Era l’afa opprimente tipica d’una notte di agosto.
Dalla finestra aperta poteva guardare le stelle sparpagliate nel buio del cielo, le tende d’ organza fluttuavano mosse da un gradevole soffio di vento.
Che cosa tremenda non riuscire a dormire!
Bulma aveva continuato e continuato a rigirarsi, adagiandosi prima su un fianco e poi sull’altro, ottenendo solo di spiegazzare la bella camicia da notte.
Esasperata ad un tratto annaspò e poi si sollevò di colpo per mettersi a sedere, nell’ombra delineata sulla parete individuò un sagoma inquietante, effetto della cattiva digestione.
Aprì la bocca per sbadigliare,sicché lasciò che lo sguardo si perdesse verso sinistra e per un attimo si accorse di trattenere il fiato.
Guardare Vegeta mentre dormiva era stupefacente, così simile ad una statua dalla pelle diafana, le braccia nude sporgevano dal lenzuolo, il viso rilassato dal torpore lo rendeva ancor più affascinante. Dalle labbra socchiuse gli sfuggiva un sibilo roco, russava, eppure si ostinava a negarlo quando gli veniva rinfacciato, Bulma sorrise ripensando a quanto si irritasse. 
I giorni temibili di Majin Bu erano stati esiliati in una parte remota della memoria lasciando spazio a nuove giornate serene, ai loro piccoli screzi che tanto amava.
Pervasa da un attacco improvviso d’ansia sentì il bisogno di porsi alcune domande, essendo in un particolare periodo, avendo gli ormoni in subbuglio, spesso soggetta a cambi d’umore.
Perché si sentiva simile ad un palloncino sul punto di scoppiare? Perché la tormentava quella fame esagerata?
Non sapeva nemmeno cosa potesse saziarla, più mangiava e più le veniva voglia di ricominciare e alla fine correva a vomitare, piegandosi verso il lavandino o il water colta da forti conati.

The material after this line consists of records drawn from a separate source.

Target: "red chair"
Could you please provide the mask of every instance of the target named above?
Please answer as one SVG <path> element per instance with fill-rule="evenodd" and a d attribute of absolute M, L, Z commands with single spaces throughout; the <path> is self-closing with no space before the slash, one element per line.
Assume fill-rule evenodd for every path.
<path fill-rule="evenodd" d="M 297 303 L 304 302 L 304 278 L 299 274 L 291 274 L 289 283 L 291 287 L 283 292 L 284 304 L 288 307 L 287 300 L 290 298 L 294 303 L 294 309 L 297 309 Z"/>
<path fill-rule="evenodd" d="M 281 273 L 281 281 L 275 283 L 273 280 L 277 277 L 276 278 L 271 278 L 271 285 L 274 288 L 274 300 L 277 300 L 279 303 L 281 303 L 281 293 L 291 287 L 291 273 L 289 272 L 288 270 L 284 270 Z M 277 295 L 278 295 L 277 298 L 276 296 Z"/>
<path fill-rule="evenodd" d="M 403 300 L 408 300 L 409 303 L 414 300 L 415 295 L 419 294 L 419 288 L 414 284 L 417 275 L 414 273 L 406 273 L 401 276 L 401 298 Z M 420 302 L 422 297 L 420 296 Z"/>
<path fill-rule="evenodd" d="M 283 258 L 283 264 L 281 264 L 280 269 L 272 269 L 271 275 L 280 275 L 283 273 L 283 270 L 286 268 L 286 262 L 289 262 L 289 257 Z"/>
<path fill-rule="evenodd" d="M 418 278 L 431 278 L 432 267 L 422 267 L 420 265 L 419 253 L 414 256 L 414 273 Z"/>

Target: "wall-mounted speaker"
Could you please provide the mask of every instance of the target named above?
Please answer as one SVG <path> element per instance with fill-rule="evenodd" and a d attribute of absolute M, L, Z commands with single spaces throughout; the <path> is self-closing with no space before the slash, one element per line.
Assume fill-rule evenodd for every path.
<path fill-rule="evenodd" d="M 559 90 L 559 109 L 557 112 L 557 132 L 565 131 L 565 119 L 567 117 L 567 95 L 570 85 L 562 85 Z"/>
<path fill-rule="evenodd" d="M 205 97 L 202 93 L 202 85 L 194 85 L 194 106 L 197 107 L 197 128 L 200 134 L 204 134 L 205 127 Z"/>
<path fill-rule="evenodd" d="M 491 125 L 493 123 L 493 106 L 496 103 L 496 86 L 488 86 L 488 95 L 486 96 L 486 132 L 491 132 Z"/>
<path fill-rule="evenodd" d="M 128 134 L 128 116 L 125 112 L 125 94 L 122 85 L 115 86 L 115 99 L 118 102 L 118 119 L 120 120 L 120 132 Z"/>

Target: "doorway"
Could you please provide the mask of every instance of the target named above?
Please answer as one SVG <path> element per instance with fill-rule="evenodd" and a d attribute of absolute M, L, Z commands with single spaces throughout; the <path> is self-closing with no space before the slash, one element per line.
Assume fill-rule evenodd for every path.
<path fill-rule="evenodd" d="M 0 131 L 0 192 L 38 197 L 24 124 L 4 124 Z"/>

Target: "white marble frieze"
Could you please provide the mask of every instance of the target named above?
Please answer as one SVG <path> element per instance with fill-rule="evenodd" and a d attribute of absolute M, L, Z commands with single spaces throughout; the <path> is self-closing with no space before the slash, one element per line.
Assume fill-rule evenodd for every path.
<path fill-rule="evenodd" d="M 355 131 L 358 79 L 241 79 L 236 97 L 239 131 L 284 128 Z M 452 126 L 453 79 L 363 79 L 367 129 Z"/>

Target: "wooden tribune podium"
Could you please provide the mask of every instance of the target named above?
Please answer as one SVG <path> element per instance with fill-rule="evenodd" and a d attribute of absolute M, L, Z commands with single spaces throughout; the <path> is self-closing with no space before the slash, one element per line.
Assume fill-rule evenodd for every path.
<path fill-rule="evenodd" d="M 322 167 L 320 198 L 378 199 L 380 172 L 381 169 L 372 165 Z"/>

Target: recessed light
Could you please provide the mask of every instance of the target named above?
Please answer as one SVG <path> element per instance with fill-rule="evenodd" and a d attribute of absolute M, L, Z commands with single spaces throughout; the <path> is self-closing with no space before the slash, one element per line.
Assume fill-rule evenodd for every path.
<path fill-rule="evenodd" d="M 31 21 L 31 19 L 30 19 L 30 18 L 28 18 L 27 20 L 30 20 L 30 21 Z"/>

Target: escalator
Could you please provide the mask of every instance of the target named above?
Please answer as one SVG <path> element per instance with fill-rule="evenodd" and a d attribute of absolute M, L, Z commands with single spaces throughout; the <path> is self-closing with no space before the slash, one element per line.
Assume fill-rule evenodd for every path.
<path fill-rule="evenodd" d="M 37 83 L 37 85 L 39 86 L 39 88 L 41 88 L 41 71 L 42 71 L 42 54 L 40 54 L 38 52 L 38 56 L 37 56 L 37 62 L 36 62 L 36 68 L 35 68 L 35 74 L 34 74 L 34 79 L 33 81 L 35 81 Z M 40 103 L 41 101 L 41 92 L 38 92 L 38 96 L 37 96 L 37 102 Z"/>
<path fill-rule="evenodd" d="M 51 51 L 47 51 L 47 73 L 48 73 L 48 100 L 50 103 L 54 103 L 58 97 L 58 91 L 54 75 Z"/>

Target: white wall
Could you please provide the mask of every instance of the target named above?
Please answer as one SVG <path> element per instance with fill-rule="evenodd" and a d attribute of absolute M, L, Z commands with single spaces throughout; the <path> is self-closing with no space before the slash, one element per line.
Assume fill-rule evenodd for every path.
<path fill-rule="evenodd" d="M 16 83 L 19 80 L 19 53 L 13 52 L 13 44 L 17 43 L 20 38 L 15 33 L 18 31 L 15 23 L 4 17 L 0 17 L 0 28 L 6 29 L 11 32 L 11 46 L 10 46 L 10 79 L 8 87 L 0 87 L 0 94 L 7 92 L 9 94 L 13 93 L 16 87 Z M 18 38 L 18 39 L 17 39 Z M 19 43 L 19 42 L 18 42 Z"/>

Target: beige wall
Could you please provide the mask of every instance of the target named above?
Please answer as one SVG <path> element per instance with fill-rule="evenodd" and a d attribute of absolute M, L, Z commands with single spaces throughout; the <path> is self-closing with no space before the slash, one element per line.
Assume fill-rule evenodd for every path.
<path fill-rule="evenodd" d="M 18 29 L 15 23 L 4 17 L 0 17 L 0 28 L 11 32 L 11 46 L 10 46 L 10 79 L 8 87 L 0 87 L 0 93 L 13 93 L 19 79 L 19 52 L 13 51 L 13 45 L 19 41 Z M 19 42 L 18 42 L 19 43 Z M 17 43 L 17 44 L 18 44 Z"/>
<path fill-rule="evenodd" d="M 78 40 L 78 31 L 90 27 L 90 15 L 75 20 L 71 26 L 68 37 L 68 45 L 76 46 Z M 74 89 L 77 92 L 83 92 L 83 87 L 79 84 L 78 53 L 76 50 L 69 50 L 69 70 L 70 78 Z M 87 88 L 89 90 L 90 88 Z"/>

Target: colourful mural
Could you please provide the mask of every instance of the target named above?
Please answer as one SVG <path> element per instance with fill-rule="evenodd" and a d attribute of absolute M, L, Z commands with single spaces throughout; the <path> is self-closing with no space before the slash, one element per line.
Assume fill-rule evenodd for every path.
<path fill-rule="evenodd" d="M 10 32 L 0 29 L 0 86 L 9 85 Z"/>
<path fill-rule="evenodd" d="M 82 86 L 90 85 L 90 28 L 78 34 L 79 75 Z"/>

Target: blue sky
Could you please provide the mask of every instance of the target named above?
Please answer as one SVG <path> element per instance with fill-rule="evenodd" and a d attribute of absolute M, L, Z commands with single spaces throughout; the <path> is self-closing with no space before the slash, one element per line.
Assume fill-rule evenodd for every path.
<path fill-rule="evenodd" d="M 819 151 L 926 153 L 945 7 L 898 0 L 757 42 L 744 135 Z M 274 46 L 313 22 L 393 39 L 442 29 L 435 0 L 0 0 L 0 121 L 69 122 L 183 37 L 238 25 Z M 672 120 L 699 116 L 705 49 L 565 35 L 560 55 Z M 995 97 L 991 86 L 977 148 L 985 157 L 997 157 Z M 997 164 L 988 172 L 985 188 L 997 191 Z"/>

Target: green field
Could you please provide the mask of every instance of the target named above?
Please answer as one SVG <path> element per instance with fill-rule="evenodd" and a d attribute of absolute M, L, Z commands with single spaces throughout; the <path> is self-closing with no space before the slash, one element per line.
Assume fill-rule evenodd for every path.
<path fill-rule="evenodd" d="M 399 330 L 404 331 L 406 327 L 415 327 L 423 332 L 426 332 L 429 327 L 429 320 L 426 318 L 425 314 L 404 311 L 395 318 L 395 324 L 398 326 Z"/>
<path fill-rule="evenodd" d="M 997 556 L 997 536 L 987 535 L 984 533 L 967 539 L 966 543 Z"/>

Scrollò la testa scacciando quegli inutili interrogativi e si portò istintivamente una mano sul ventre, lo carezzò con la punta delle dita sentendo la pelle tesa e un bozzo prorompere verso il basso, probabilmente un piedino.
Aveva desiderato così tanto un altro figlio prima di vivere quello stralcio di vita apocalittico, segnato dal sangue, dalle lacrime e dalla morte del suo compagno.
Quando Vegeta ritornò alla fine dell’incubo, si era sentita pronta ad aprirgli il cuore al fine di capire se anche lui potesse allietarsi all’idea di avere un altro frugoletto in giro per casa.
La donna sospirò e si tuffò nei ricordi ripescando quella notte d’amore in cui, guardandosi negli occhi, egli non si era negato e l’aveva esaudita facendo sì che in lei germogliasse il seme di una nuova vita. 
Si era ritrovata in lacrime di gioia alla scoperta della gravidanza.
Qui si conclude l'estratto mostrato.